Le mercredi 2 septembre 2026, la FSU a rencontré le Directeur général de l’AEFE en intersyndicale.
Le Directeur Général de l’AEFE au sujet des 3 crises politiques et sécuritaires qui affectent les établissements :
– Burkina Faso : la rupture des relations diplomatiques impose le retrait de tous les agents publics et le déconventionnement des établissements de Ouagadougou et Bobo Dioulasso.
– Mali : réduction du personnel, maintien de la convention de l’établissement et de deux personnels d’encadrement pour 2026-2027, déconventionnement à la rentrée 2027.
– Iran : l’établissement, qui est un EGD, est maintenu ouvert avec le proviseur, malgré l’absence d’enseignant-es détaché-es.
Accompagnement par la DRH des collègues détachés obligés de réintégrer tardivement :
Le principal enjeu reste le retard des affectations, aggravé par la cyberattaque ayant limité les capacités des services académiques en août. Le MEN a néanmoins pu accompagner individuellement les agent-es. La majorité des affectations ont été obtenues, mais des situations restent en attente, notamment pour près de la moitié des agent-es du Burkina Faso. Les demandes de disponibilité ou de maintien sur place ont également été traitées lorsque c’était possible. L’AEFE a enfin alerté le MEN sur les conséquences de ces délais pour le salaire de septembre et l’accès à la complémentaire santé, conditionnés à une affectation effective.
Ce que demande la FSU :
– Que les personnels concernés par ces situations de crise puissent bénéficier de mesures dérogatoires du MEN.
– Que ces personnels puissent bénéficier de la priorité 5 de l’IGRD (barème pour le recrutement sur un poste d’enseignement AEFE D3) pour le recrutement 2027.
– Que le Conseil d’Administration de l’AEFE vote une délibération pour indemniser les personnels résidents à l’instar des D3.
Réforme de l’avantage familial : le décret devrait être publié pour le 1er octobre 2026, sans effet rétroactif.

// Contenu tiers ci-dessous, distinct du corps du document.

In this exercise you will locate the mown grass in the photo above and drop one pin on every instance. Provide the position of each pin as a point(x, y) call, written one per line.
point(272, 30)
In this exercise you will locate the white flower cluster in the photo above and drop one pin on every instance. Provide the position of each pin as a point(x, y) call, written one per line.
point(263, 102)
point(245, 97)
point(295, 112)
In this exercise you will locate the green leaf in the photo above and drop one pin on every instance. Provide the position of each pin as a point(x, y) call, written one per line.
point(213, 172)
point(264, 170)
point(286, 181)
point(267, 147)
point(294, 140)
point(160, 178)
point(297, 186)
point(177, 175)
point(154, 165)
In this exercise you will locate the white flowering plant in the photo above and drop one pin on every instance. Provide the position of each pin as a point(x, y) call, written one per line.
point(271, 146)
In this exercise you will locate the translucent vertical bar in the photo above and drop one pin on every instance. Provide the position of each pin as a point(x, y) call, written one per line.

Il s’agit de la fin des majorations familiales pour les personnels d’encadrement et de formation qui percevront, à la place, l’avantage familial.
Bilan des signatures d’avenants aux conventionnements : les établissements conventionnés doivent signer l’avenant concernant leur contribution pour la part patronale de la pension civile des détaché⋅es. Au 2 septembre, une seule convention fait l’objet d’un refus ferme de signature, à Ottawa. 115 avenants ont été signés et 25 restent encore en discussion (jusqu’au 21 septembre).
Ce que demande la FSU :
– Que la réécriture de la circulaire AEFE sur l’avantage familial fasse l’objet de vraies discussions !
– Que le CAS Pensions (part patronale retraite) soit pris en charge par l’État, puisque le problème budgétaire résulte d’une décision de l’État et que l’AEFE est elle-même un opérateur de l’État.
– Que les postes qui vont fermer (à Ottowa par exemple) soient redéployés dans le réseau
– Qu’aucun poste ne ferme avec des personnels en cours de contrat
– Que les établissements partenaires soient aussi mis à contribution !
– Que le droit syndical soit respecté ! Il ne faut pas provoquer inutilement de tensions avec les autorités locales. À ce titre, la FSU considère que toute menace de signalement aux autorités locales concernant les droits syndicaux, comme à Pékin, constitue une faute professionnelle.